5) River banks: sandy piayas on both sides of the river Manu and Quebrada Pachija (tributano of the northeast margin of the Manu, c 5 km upstream of Pakitza). We put some nets in the same channel of the rivers.
Methods
In Pakitza we captured bats in different 1987, from September 5 to 24, 1988, from October 31 to November 15 1990 and from 13 February to 9 March 1992. The capture effort in each habitat .Every month was 1 – 10 nights. Although in all the samples we use networks Of fog placed in the undergrowth (0.5 – 5 m), in the months of November, and 594 .Diversity and Ecology of the Chiroptera in Pakitza February – March we use some networks located at levels of their forest canopy (5 -> 20 m). Some specimens were collected annually in daytime shelters. Networks open at 5:30 p.m. and closed at 6 p.m. were reviewed every 30 min. The captured bats were kept in individual canvas bags, identified measured (forearm length weight). Reproductive condition Of the females (pregnant or lacquered) was determined by external examination.
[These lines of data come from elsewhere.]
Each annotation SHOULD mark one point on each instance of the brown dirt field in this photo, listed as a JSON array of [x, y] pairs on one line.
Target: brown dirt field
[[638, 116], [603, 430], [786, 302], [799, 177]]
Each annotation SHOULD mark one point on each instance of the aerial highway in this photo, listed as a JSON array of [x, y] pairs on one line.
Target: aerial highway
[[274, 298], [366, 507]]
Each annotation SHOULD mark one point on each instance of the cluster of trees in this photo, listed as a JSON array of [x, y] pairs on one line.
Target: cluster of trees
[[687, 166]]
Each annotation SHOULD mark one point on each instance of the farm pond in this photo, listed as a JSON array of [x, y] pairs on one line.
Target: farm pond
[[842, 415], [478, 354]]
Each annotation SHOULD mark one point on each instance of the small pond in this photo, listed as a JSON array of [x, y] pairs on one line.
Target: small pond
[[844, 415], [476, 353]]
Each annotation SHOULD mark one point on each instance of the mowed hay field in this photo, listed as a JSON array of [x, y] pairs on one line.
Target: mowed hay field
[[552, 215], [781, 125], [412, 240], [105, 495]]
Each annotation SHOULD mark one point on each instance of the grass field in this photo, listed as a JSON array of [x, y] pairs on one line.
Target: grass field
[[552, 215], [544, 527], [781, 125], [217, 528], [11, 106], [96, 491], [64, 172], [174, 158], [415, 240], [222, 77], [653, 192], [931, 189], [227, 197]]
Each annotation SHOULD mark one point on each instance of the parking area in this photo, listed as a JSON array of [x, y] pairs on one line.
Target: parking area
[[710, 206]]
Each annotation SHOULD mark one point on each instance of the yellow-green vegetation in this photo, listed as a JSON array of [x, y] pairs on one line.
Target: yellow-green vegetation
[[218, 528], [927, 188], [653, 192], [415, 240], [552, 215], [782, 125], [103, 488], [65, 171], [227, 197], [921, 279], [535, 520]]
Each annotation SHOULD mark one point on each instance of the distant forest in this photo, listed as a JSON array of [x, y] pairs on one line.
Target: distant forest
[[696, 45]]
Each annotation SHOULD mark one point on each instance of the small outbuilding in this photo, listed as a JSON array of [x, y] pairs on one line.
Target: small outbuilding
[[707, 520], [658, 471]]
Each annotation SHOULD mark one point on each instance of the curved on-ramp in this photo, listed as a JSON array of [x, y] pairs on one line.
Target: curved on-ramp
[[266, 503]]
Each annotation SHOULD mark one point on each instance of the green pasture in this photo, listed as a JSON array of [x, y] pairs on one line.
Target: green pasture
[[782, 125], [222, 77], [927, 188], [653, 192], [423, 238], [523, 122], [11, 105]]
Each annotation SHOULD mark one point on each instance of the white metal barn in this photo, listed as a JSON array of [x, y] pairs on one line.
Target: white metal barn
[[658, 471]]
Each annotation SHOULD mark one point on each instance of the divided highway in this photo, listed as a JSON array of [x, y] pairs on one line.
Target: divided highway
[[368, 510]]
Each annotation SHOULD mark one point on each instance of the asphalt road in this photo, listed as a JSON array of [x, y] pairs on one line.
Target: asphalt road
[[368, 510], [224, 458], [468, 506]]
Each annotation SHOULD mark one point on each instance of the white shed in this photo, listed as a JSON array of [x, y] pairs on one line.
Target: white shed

The study specimens of each species were preserved and deposited in the Collections of the Natural Museum of the National Major University of San Marcos in Lima, Peru, and in the National Museum of Natural History of Washington, D.C., U.S.A. Faecal samples collected during the November, and February – March, samplings were extracted from the canvas bags and placed in paper sachets, dried and stored until analysis. In the laboratory, these samples were rehydrated and examined under a stereoscope microscope, recognizing remains of insects, pollen grains, vegetable pulp or seeds. The latter were separated and identified by comparison with the Reference Collection of the Seed Dispersion Project of the Research Center of the Peruvian Amazon Research Institute (HAP), Iquitos, Peru. Similarly, we record the time and habitat of each captured individual. In the November sampling, and February-March, the capture height in the network was also included. Proofs, (Sokal and Rohlf, 1969) were used in the analysis of habitat use, vertical stratification, and nocturnal activity of species with more than 10 individuals captured in order to discriminate random distributions .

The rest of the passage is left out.